The massive Starship rocket is set to launch from SpaceX’s Starbase facility in Boca Chica, Texas, which does not have an official viewing site but launches can reportedly be seen from nearby beaches.

Liftoff is scheduled for around 8:02 a.m. Central Time (9:02 a.m. ET, 6:02 a.m. PT), inside the 110-minute launch window but later than initially expected as boats needed to be cleared from the “keep out area” in the Gulf of Mexico.

A live webcast of the launch will be available to watch on SpaceX’s website and its channel on X, the social media platform formerly known as Twitter.

SpaceX said the livestream will begin about 30 minutes before liftoff, around 6:30 a.m. CT (7:30 a.m. ET, 5:30 a.m. PT).

The flight marks the third test run of SpaceX’s Starship rocket and is set to blast the rocket into space before returning to Earth and splashing down somewhere in the Indian Ocean.

SpaceX said the mission will hopefully include firing one of Starship’s Raptor engines in space for the first time; opening and closing the rocket’s payload door; an in-flight propellant transfer; and demonstrate “a controlled reentry” back to Earth from space.

Why Is Spacex’s Third Starship Test Important?

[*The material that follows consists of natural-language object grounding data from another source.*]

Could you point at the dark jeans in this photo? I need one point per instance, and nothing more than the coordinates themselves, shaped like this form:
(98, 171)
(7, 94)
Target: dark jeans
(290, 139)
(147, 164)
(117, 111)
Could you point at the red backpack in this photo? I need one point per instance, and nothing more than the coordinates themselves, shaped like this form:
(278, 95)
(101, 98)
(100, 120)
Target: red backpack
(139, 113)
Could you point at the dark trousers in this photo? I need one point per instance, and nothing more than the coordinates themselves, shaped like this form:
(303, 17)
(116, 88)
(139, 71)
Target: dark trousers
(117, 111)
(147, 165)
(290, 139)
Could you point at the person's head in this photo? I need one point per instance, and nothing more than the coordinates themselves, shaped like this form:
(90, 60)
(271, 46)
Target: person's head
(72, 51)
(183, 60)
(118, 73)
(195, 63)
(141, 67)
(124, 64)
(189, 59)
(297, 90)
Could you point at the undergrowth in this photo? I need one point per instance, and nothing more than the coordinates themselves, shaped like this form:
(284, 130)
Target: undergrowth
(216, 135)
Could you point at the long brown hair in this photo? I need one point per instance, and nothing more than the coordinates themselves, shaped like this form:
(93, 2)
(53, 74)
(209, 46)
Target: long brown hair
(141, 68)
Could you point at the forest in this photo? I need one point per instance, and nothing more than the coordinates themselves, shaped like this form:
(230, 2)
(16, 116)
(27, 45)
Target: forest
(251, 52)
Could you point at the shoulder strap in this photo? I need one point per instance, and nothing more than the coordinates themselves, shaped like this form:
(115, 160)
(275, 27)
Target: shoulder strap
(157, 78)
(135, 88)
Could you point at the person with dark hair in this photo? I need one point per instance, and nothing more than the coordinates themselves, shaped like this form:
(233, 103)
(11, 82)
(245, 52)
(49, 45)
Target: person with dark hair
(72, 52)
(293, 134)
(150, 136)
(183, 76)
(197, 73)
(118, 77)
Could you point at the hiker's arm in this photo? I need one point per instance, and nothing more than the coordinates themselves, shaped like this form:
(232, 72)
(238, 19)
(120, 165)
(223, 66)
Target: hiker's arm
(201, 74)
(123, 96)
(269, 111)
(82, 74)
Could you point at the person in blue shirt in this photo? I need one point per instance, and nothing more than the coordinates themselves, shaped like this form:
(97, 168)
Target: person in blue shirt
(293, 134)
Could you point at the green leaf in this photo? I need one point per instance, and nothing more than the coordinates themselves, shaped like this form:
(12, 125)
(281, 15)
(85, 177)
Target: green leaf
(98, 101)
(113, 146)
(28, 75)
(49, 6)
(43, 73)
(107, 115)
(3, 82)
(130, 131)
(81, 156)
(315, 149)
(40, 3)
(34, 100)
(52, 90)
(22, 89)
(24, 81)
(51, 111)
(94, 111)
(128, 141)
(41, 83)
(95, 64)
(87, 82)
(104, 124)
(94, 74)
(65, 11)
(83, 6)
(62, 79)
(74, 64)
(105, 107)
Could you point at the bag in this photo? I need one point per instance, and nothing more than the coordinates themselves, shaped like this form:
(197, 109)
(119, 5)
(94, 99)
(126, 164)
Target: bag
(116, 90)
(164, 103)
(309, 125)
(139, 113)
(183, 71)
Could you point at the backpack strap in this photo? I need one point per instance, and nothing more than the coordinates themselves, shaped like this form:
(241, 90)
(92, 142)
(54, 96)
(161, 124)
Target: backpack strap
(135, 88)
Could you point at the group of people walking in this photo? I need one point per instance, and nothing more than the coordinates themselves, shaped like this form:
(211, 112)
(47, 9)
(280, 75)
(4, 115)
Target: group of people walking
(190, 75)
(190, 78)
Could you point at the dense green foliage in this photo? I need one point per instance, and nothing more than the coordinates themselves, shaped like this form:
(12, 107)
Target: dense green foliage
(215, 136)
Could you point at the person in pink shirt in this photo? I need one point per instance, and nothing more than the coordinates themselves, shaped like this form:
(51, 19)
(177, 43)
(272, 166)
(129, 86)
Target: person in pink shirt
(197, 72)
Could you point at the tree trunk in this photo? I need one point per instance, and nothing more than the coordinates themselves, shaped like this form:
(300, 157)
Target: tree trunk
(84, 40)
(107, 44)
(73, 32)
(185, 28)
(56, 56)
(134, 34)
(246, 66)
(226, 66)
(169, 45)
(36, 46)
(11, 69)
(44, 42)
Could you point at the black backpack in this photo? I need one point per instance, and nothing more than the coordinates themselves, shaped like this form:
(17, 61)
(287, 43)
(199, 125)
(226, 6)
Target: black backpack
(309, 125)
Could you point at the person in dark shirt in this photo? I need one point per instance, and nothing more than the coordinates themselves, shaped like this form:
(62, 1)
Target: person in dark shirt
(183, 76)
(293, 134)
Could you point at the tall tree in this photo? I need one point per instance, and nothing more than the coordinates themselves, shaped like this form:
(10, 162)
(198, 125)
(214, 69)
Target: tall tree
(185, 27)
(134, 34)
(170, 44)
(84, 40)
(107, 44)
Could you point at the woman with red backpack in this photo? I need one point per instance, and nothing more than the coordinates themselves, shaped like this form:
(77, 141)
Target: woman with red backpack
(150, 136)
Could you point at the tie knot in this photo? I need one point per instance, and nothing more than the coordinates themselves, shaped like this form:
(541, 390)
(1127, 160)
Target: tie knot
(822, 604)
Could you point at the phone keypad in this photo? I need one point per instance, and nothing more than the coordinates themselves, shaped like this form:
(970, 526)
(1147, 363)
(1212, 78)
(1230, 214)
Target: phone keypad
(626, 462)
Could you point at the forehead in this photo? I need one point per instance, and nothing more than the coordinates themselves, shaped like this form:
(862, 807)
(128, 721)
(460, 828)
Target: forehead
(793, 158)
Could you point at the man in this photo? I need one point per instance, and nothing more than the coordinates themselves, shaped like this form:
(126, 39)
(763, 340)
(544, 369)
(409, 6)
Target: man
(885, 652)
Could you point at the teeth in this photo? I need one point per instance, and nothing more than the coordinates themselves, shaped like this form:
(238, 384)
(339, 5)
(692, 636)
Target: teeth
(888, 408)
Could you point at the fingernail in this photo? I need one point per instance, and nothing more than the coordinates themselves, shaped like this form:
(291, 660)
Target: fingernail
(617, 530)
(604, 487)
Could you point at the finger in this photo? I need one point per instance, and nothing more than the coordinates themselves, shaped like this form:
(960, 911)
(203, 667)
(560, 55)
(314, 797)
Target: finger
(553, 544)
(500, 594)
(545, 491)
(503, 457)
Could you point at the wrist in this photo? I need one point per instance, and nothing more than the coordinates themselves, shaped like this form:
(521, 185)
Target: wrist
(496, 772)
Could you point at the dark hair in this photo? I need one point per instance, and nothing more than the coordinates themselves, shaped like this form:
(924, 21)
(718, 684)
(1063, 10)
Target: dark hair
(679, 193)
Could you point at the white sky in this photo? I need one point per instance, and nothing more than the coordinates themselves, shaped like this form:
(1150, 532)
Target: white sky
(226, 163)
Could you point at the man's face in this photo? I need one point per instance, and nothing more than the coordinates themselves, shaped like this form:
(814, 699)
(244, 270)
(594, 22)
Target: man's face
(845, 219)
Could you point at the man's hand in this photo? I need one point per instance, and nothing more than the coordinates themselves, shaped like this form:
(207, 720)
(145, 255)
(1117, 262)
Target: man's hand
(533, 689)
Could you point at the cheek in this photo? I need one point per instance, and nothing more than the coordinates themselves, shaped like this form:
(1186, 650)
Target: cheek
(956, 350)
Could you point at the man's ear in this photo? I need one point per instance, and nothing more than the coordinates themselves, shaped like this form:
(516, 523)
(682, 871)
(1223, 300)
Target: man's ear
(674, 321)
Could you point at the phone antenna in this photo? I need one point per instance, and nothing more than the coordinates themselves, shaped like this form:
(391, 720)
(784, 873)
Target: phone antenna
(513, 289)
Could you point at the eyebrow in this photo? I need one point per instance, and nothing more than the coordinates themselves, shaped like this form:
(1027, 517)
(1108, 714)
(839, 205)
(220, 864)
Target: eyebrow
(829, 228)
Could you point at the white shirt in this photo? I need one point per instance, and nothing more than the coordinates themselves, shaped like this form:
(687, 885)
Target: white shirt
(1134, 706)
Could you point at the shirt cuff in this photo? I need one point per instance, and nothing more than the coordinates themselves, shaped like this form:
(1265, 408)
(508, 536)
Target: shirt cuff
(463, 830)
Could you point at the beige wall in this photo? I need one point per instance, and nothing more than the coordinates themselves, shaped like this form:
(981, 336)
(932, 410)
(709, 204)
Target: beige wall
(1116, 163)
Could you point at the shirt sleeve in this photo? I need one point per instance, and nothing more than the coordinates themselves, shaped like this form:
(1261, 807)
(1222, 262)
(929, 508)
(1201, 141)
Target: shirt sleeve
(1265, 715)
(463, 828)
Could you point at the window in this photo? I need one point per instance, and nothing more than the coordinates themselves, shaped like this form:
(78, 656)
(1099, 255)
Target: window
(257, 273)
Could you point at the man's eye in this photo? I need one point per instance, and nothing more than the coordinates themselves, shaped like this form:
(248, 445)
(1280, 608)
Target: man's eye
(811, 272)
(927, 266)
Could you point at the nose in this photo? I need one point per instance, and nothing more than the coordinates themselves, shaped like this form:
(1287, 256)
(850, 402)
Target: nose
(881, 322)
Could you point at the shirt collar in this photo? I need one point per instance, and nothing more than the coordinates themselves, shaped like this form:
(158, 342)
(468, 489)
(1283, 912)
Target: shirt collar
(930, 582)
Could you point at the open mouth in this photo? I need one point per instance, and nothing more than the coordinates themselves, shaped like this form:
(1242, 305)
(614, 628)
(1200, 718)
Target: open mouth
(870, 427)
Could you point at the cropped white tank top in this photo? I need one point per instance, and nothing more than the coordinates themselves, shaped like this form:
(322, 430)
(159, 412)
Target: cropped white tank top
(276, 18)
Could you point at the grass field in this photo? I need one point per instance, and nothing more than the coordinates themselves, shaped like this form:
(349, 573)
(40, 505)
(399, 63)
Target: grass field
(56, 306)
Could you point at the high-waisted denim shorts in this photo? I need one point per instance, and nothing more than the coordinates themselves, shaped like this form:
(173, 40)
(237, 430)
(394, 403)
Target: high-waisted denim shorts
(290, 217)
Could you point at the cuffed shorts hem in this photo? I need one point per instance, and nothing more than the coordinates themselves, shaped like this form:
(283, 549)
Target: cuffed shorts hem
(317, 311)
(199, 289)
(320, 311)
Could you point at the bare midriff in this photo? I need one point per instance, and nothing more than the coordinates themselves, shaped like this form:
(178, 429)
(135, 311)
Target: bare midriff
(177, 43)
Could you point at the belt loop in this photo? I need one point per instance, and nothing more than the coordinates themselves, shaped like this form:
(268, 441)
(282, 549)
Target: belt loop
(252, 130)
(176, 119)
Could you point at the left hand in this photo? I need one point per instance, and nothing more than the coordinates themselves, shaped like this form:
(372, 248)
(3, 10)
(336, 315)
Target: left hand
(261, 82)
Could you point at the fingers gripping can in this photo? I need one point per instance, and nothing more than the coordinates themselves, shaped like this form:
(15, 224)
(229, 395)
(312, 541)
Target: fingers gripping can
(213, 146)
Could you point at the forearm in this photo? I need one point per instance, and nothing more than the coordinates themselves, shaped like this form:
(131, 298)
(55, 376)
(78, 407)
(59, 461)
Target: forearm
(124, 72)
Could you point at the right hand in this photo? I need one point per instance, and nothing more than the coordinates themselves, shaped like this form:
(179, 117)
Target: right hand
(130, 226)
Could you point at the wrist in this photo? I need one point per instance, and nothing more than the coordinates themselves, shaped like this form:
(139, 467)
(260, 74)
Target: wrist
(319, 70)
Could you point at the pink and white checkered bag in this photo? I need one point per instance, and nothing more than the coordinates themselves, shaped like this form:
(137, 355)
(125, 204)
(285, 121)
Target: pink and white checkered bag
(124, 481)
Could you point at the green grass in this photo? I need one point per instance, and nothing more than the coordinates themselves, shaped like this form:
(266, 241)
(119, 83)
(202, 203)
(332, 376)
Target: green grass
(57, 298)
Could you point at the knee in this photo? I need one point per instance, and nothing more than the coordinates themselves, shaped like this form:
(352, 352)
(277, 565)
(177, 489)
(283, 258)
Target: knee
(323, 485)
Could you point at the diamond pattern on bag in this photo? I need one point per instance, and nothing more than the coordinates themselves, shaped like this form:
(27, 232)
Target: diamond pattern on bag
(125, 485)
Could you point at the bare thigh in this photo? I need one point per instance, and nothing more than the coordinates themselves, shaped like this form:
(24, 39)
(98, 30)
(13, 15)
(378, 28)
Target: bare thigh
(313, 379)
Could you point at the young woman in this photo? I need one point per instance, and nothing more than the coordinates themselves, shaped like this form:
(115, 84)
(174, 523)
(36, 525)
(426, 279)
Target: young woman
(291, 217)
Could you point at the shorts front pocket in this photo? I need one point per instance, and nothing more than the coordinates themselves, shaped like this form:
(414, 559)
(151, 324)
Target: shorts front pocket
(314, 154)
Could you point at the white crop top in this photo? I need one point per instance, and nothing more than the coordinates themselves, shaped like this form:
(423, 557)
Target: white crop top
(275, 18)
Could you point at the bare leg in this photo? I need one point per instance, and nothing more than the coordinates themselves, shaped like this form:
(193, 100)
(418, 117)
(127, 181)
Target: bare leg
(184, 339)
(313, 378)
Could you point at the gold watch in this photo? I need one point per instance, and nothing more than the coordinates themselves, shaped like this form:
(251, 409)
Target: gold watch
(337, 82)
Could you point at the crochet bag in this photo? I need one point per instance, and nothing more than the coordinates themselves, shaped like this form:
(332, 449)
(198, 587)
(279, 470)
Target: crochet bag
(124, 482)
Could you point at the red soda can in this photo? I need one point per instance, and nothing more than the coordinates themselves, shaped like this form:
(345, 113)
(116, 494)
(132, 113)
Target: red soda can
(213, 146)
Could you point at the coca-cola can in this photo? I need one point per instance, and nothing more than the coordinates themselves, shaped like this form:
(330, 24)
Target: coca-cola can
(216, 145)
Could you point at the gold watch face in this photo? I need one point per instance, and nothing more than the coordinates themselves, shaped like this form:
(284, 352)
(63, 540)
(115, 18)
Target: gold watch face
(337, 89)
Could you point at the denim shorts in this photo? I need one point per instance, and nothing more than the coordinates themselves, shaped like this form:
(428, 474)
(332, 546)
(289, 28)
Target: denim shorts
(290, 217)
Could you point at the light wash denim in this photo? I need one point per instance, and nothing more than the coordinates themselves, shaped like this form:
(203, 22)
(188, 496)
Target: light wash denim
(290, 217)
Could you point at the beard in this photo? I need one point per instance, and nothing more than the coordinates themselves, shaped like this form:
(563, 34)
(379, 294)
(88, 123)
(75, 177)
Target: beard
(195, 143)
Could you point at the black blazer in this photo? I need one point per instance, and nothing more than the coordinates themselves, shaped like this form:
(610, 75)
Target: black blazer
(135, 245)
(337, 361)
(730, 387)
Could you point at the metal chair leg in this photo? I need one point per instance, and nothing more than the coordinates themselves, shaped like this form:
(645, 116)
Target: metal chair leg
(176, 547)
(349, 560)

Standing at around 400 feet tall, Starship is the largest and most powerful rocket ever developed. It is central to Elon Musk and SpaceX’s ambitions of ferrying cargo, and eventually humans, to the moon, Mars and beyond and the rocket is expected to play a key role in NASA’s plans to return American astronauts to the moon. SpaceX says the vehicle will be able to “carry up to 100 people on long-duration, interplanetary flights,” help deliver satellites and enable “the development of a moon base” when finished and it is intended as the first reusable rocket, which would drastically lower the costs associated with reaching space. The company said the launch “aims to build on what we’ve learned” from previous test flights. Though both of these ended in fire—the first damaged the launch pad when it exploded seconds after launch and the second blew up shortly after separation, which the company described as “a rapid unscheduled disassembly”—they were hailed as a success by the company and scientists, who said the data gathered will be invaluable for improving the rocket. “This rapid iterative development approach has been the basis for all of SpaceX’s major innovative advancements, including Falcon, Dragon, and Starlink,” SpaceX said. “Recursive improvement is essential as we work to build a fully reusable transportation system capable of carrying both crew and cargo to Earth orbit, help humanity return to the Moon, and ultimately travel to Mars and beyond.”